私も「立葵」はそのようなものではないかと思っていました。
しばらくしてから「立葵」と「桃の花」の本情には近いものがあるのではないかと疑問を抱くようになりました。
つまり「華やいだもの(=花)」ではなく、「鄙びたもの」ではないかということです。
そうした仮説のもと、歳時記から例句を挙げてみます。
鶏鳴の終りかすれし立葵 山上樹実雄
夕刊のあとにゆふぐれ立葵 友岡子郷
立葵むかし傑物出でし村 木下もと子
見えて来し飛彈の人里立葵 野口康子
一句目は朝で淡紅か緋色、二句目は夕で白色、三句目は淡紅、四句目は薄紅か白ではないかと思います。
白といっても純白ではなく、多少傷みはじめている白ではないかと思います。
一句目は、鶏の充血した咽頭の色を考えると緋色と考えても良いかと思います。

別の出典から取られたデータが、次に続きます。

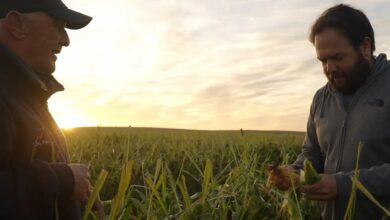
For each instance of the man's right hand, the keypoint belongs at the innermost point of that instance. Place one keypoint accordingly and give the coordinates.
(82, 185)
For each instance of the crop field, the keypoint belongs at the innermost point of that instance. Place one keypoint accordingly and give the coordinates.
(150, 173)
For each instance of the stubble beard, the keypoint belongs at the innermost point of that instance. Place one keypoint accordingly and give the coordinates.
(349, 81)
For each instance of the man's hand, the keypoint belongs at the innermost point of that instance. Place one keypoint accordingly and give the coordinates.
(82, 185)
(99, 208)
(325, 189)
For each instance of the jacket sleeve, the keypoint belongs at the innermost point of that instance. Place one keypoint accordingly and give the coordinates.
(376, 179)
(32, 184)
(311, 148)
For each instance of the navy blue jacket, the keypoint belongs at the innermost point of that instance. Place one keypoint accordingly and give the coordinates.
(34, 178)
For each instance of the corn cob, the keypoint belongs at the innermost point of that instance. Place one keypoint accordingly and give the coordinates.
(309, 175)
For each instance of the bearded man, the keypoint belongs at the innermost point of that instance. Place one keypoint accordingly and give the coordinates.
(36, 179)
(352, 108)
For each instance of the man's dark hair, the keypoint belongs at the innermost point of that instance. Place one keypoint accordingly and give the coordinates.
(351, 22)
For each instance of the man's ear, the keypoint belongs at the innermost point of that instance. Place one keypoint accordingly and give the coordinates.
(16, 24)
(365, 48)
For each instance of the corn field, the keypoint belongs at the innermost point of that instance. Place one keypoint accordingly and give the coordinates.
(148, 173)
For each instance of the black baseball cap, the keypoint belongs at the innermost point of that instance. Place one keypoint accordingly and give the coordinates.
(54, 8)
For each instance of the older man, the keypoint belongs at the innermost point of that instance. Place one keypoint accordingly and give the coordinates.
(36, 181)
(353, 107)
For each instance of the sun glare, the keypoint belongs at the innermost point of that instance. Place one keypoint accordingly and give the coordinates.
(69, 122)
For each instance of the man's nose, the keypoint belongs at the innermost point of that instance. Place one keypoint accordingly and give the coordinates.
(64, 41)
(330, 66)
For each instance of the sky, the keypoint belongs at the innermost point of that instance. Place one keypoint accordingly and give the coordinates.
(196, 64)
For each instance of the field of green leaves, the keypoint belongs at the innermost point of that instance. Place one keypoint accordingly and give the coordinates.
(186, 174)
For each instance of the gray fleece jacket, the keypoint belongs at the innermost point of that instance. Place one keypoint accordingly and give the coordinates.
(333, 135)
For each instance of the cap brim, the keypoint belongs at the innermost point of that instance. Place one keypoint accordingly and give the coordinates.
(74, 19)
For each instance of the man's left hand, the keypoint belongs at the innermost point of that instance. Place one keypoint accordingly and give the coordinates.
(99, 208)
(325, 189)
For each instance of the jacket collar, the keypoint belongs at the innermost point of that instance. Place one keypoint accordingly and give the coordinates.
(46, 85)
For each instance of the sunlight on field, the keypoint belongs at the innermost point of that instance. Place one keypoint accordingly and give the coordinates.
(71, 121)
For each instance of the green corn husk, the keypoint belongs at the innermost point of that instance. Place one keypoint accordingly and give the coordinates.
(309, 175)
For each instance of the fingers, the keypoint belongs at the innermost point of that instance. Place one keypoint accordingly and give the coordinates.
(82, 185)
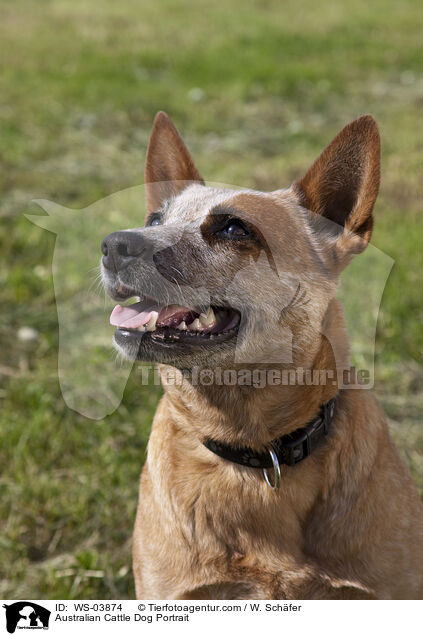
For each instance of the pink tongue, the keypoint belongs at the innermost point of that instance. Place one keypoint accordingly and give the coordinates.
(133, 316)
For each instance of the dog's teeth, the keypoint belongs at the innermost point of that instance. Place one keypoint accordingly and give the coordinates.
(208, 319)
(195, 325)
(151, 325)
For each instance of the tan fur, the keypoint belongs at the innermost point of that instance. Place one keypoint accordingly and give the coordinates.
(346, 523)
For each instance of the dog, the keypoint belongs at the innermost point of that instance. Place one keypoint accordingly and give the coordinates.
(238, 280)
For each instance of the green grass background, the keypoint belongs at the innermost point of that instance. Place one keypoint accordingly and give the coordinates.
(258, 89)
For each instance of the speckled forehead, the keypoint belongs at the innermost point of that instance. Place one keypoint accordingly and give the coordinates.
(196, 201)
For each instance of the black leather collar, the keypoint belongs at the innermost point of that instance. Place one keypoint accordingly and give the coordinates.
(290, 449)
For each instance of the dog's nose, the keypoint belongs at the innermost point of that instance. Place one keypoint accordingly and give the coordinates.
(121, 248)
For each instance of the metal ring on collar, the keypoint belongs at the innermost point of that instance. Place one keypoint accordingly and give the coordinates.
(276, 471)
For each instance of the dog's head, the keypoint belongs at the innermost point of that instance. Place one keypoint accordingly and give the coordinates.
(226, 275)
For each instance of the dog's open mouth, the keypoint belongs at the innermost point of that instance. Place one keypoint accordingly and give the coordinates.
(148, 319)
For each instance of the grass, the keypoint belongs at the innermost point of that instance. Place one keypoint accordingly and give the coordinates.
(258, 89)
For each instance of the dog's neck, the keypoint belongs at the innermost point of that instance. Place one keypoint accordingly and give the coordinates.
(251, 416)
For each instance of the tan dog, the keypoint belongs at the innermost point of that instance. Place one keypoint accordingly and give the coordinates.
(241, 281)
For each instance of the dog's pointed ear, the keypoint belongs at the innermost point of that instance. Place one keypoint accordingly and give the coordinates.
(342, 185)
(169, 167)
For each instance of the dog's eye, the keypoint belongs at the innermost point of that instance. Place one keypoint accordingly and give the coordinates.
(236, 229)
(154, 219)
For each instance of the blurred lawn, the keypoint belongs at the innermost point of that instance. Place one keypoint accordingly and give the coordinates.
(258, 89)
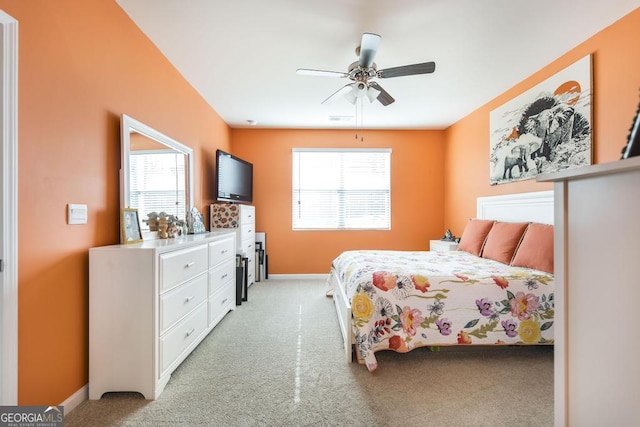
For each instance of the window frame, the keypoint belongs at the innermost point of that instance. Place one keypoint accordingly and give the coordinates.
(348, 196)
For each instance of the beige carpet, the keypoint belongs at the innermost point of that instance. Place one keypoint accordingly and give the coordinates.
(278, 361)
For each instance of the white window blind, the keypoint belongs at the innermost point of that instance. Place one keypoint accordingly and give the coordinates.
(158, 183)
(341, 189)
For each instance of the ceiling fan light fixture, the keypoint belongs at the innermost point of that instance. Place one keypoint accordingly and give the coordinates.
(372, 94)
(352, 96)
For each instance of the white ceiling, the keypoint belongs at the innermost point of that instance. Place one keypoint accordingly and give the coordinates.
(242, 55)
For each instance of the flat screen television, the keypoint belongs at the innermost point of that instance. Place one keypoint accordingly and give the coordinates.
(234, 182)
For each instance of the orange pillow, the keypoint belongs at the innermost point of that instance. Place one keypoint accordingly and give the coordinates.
(536, 249)
(474, 235)
(502, 241)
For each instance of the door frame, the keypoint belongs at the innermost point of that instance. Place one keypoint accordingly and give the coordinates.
(9, 206)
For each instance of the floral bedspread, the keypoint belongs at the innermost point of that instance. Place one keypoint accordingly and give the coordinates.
(402, 300)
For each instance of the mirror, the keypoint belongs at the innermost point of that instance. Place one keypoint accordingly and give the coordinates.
(156, 173)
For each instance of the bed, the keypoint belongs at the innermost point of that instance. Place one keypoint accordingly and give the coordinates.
(497, 289)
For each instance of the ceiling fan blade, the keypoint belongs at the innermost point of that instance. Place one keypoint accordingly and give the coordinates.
(340, 92)
(368, 48)
(384, 97)
(407, 70)
(320, 73)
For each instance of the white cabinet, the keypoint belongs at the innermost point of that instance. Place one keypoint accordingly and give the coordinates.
(596, 234)
(242, 220)
(150, 305)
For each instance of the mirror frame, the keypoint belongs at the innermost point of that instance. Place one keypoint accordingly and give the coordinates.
(128, 125)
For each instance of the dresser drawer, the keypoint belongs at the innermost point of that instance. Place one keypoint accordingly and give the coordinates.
(185, 333)
(221, 302)
(222, 250)
(179, 266)
(247, 232)
(179, 301)
(222, 274)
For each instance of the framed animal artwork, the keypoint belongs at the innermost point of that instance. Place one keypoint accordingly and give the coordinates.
(633, 143)
(545, 129)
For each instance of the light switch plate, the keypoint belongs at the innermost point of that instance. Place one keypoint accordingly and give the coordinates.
(76, 214)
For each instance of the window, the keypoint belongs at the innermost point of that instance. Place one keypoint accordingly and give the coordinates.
(341, 189)
(157, 182)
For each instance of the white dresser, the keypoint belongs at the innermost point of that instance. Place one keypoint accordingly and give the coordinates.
(242, 220)
(150, 305)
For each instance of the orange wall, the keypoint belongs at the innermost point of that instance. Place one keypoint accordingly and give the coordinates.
(84, 63)
(416, 194)
(81, 65)
(615, 81)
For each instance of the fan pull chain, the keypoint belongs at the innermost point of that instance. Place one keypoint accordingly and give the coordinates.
(359, 100)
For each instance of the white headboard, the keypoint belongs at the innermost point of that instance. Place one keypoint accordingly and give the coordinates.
(521, 207)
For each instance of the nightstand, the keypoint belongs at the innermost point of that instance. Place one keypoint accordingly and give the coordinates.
(442, 246)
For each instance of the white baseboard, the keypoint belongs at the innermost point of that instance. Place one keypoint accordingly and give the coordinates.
(75, 399)
(299, 276)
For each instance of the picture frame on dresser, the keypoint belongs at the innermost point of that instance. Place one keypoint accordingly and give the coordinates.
(130, 226)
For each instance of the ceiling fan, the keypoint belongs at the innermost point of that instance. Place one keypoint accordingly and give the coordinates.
(364, 70)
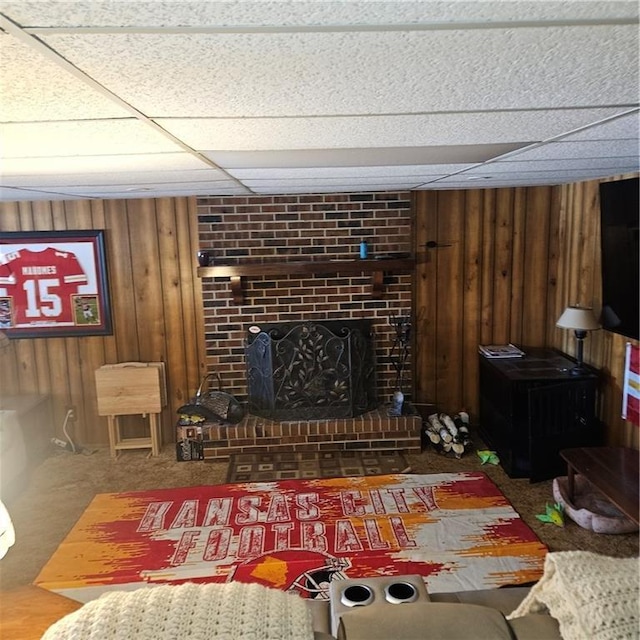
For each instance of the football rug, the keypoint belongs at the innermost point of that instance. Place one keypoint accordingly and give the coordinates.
(457, 530)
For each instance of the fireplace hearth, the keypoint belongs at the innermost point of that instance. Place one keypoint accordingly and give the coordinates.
(310, 370)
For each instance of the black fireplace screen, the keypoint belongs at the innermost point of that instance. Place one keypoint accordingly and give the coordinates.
(311, 370)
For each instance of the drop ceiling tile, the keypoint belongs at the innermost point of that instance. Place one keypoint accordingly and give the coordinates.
(358, 157)
(92, 137)
(91, 165)
(525, 177)
(143, 190)
(313, 183)
(627, 127)
(278, 74)
(566, 164)
(390, 171)
(253, 134)
(123, 179)
(584, 149)
(346, 188)
(9, 194)
(299, 12)
(33, 87)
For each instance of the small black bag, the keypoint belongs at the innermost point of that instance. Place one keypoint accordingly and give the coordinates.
(213, 405)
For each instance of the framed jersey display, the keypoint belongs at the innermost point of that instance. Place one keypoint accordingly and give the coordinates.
(53, 284)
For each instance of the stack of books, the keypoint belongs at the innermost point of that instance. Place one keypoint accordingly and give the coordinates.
(500, 351)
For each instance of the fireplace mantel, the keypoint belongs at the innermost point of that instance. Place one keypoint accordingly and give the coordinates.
(236, 272)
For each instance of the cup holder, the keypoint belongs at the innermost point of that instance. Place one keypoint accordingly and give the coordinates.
(399, 592)
(356, 595)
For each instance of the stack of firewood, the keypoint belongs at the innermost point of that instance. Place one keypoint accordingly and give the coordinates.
(449, 435)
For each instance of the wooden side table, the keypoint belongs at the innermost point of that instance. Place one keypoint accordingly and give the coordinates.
(612, 470)
(132, 388)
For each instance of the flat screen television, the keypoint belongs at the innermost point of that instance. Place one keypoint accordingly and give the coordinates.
(619, 213)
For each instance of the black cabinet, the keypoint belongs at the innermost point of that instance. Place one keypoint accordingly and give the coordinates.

ただ「かすれし」の箇所にはさびしさが滲んでおり、やはり盛りを過ぎた緋色かと思います。
四句目は「うれしさ」が感じられ、比較的綺麗な白に近いかも知れませんが、それでも「人里」の影響もあり、やや鄙びた白です。
冒頭句の「貧乏に…」は白であり、傷みはじめているようです。
これらに共通することは、上記『俳句の花図鑑』にあるような、ぎらぎらした濃い紅や紫の「立葵」ではないということです。
夕空に匂ひありけり花木槿 山咲臥竜
拙句にて申し訳ありません。この「木槿」も白です。
白から濃い色まで様々な色の花弁を持つ植物に対し、俳句では基本的に白か淡い色を指すように思います。
こうして見てきますと、冒頭の句「貧乏に匂ひありけり立葵」も少しは理解が深まった気がします。
〈『カルナヴァル』②〉
最初に感じた抵抗感は薄れ、途中から比較的円滑に進み、とりあえず一読しました。
それでもあと二度ほどは読む必要がありそうです。
そのあと私なりに解釈・解析していくつもりです。
新かな・口語が多いので池田澄子氏を思い浮かべましたが、内容むしろは鳥居真里子氏を彷彿とさせました。早速、鳥居氏の句集『月の茗荷』を注文しました。
また句の前後に説明はありませんでしたが、ふと『年を歴た鰐の話』( レオポール・ショヴォ・ 山本 夏彦)を連想し、中古品を注文しました。